店を閉めるため、備え付けていたテラスの椅子を片付けようと外にでた。

「え・・?誰?」

一番奥のテーブルで、なにやら一生懸命ノートパソコンに打ち込んでいる男性が一人。

あ、昼間にショコラを買っていったお客さんだ。え?まだここにいたってこと?

季節は夏だけど、夕方すぎてるからさすがに寒くないか?


「お客様・・?」

後ろから声を掛けた。

「うわっ!」

「あ、驚かせてしまって申し訳ございません!」

「あ、いえ・・。」

「お客様、大変申し訳ないのですが・・当店はもう閉店なんですが・・」

「あ、これはごめんなさい!」

グレーの高そうなスーツ姿のその人は、急いでパソコンをしまおうとした。

「お仕事でしたよね・・・ごめんなさい」

「いえ、どこかで切れるタイミングがないと終わらないんで・・」

彼は笑いながら言った。

「お仕事、ご苦労様でした。
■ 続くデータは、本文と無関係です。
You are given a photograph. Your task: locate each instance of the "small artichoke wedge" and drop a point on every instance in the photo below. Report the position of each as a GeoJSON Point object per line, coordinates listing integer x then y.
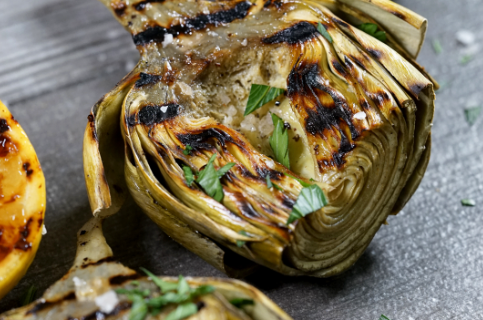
{"type": "Point", "coordinates": [98, 287]}
{"type": "Point", "coordinates": [354, 121]}
{"type": "Point", "coordinates": [22, 202]}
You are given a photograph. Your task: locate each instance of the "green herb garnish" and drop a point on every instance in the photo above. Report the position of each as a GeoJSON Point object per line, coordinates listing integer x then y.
{"type": "Point", "coordinates": [472, 114]}
{"type": "Point", "coordinates": [241, 302]}
{"type": "Point", "coordinates": [188, 175]}
{"type": "Point", "coordinates": [179, 293]}
{"type": "Point", "coordinates": [468, 202]}
{"type": "Point", "coordinates": [29, 295]}
{"type": "Point", "coordinates": [209, 179]}
{"type": "Point", "coordinates": [279, 141]}
{"type": "Point", "coordinates": [323, 31]}
{"type": "Point", "coordinates": [183, 311]}
{"type": "Point", "coordinates": [260, 95]}
{"type": "Point", "coordinates": [437, 47]}
{"type": "Point", "coordinates": [187, 150]}
{"type": "Point", "coordinates": [241, 243]}
{"type": "Point", "coordinates": [309, 200]}
{"type": "Point", "coordinates": [372, 29]}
」

俺は頭を下げた。

「いえいえ、そちらこそお疲れ様でした。お忙しいでしょ?えっと・・松本さん?」

「あ、お名前まで・・ありがとうございます。えっと・・「櫻井です。櫻井翔と申します」

「櫻井さん・・よろしくお願いします」

「こちらこそ!では、今日はここで・・」

「あ、はい!ありがとうございました!」

その人は気品溢れるオーラを放って、帰って行った。